I'm absolutely new to ROS/Gazebo world; this is probably a simple question, but I cannot find a good answer.
I have a simulated depth camera (Kinect) in a Gazebo scene. After some elaborations, I get a point of interest in the RGB image in pixel coordinates, and I want to retrieve its 3D coordinates in the world frame. I can't understand how to do that.
I have tried compensating the distortions, given by the CameraInfo msg. I have tried using PointCloud with pcl library, retrieving the point as cloud.at(x,y)
.
In both cases, the coordinates are not correct (I have put a small sphere in the coords given out by the program, so to check if it's correct or no).
Every help would be very appreciated. Thank you very much.

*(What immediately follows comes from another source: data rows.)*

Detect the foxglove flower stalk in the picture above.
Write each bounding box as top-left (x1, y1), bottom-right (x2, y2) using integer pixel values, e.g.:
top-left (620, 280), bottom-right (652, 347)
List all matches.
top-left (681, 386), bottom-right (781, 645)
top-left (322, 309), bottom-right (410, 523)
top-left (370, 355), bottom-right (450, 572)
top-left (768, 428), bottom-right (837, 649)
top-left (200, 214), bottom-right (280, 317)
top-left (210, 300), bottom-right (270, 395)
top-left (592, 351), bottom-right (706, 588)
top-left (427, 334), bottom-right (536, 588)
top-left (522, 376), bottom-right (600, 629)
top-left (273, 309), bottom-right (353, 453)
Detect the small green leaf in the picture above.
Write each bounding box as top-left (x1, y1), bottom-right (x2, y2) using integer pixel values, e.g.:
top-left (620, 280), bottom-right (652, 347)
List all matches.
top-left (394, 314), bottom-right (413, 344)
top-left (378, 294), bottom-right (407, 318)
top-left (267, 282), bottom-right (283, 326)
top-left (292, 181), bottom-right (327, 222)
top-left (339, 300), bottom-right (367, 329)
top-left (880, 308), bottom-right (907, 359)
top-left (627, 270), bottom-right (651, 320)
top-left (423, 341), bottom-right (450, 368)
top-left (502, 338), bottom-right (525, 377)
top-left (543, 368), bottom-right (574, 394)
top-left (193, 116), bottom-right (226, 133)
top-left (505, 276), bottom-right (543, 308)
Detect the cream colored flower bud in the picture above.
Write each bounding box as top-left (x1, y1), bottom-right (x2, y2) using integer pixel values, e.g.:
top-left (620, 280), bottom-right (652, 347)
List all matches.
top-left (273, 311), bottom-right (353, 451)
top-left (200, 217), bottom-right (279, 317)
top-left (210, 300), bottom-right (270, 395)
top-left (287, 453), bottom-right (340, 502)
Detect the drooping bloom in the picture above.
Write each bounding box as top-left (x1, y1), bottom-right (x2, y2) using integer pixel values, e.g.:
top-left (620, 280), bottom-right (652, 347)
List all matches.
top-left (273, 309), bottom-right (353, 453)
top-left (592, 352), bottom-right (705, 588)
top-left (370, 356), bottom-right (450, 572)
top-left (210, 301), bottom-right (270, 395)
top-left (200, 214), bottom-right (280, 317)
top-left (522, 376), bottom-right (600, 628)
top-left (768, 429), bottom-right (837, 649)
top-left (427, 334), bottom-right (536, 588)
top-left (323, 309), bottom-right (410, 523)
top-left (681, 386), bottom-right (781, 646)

EDIT: Starting from the PointCloud, I try to find the coords of the points doing something like:
point = cloud.at(xInPixel, yInPixel);
point.x = point.x + cameraPos.x;
point.y = point.y + cameraPos.y;
point.z = point.z - cameraPos.z;
but the x,y,z coords I get as point.x
seems not to be correct.
The camera has a pitch angle of pi/2, so to points on the ground.
I am clearly missing something.
I assume you've seen the gazebo examples for the kinect (brief, full). You can get, as topics, the raw image, raw depth, and calculated pointcloud (by setting them in the config):
<imageTopicName>/camera/color/image_raw</imageTopicName>
<cameraInfoTopicName>/camera/color/camera_info</cameraInfoTopicName>
<depthImageTopicName>/camera/depth/image_raw</depthImageTopicName>
<depthImageCameraInfoTopicName>/camera/dept/camera_info</depthImageCameraInfoTopicName>
<pointCloudTopicName>/camera/depth/points</pointCloudTopicName>
Unless you need to do your own things with the image_raw for rgb and depth frames (ex ML over rgb frame & find corresponding depth point via camera_infos), the pointcloud topic should be sufficient - it's the same as the pcl pointcloud in c++, if you include the right headers.
Edit (in response):
There's a magical thing in ros called tf
/tf2
. Your pointcloud, if you look at the msg.header.frame_id
, says something like "camera"
, indicating it's in the camera frame. tf
, like the messaging system in ros, happens in the background, but it looks/listens for transformations from one frame of reference to another frame. You can then transform/query the data in another frame. For example, if the camera is mounted at a rotation to your robot, you can specify a static transformation in your launch file. It seems like you're trying to do the transformation yourself, but you can make tf
do it for you; this allows you to easily figure out where points are in the world/map frame, vs in the robot/base_link frame, or in the actuator/camera/etc frame.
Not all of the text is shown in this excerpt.